Dec. 12, 2016
CWU Students Roll Out New Businesses
A Central Washington University College of Business entrepreneur program is putting students in the driver’s seat of several brand-new businesses in the Kittitas Valley.
The program had a venture rollout last month in front of an crowd of community developers, investors, college and local officials, as well as the entrepreneurs’ families. Five new student-owned businesses were featured, three of which have long-term plans locally, according to information from local businessesman and CWU business lecturer Lawrence Danton, who is involved in the program.
The businesses are:
• Hitchin’ on a Budget, presented by students Niko Umpleby and Ryan Blowers. The business is designed to connect engaged couples on a tight budget with wedding vendors who need exposure. The students aim to go live with a website in Washington, Oregon and Idaho in March.
• Global Desserts, presented by Amber Deacon. Her goal is to share holidays, festivals and desserts with customers who have a taste for something new. She will start the business locally by catering events, and eventually hopes to open a full bakery on the West Side.
• Gigglydoo, presented by Ernie Kilburn, a student from Lake Stevens who hopes to open a local manufacturing facility to make mobility devices with personality. Her first aim is to make the tennis balls on walkers more user friendly. Her company will offer dog and cat paws and other cute replacements.

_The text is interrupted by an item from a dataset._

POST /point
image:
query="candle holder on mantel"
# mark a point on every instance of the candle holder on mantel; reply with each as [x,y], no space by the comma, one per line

She plans to help adults with intellectual and developmental disabilities, and the company will be structured in a way to employ these individuals.

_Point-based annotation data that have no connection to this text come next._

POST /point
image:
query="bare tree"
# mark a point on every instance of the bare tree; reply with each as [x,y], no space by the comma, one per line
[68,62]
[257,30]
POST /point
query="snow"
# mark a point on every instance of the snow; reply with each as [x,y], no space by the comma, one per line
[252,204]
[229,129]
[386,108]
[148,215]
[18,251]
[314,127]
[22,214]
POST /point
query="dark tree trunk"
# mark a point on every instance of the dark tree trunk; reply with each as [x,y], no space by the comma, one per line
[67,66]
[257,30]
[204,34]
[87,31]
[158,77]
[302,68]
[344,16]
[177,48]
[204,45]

• JBC Med Detection Dogs, presented by Jillian Guernsey, Clayton Webster, and Billy Barker and three other students. While they weren’t able to give detailed information because of their product idea and the patent process, their goal is to train shelter-sourced dogs to detect a currently undetectable life-threatening condition in humans.
• Auto Med, presented by Ellensburg High School graduate Sy Danton and CWU student Emily Zalk. The not-for-profit auto repair shop will help customers who might not otherwise be able to afford car repairs. People would be able to apply for assistance or pay on a sliding scale. The goal is to use a hospital as a business model.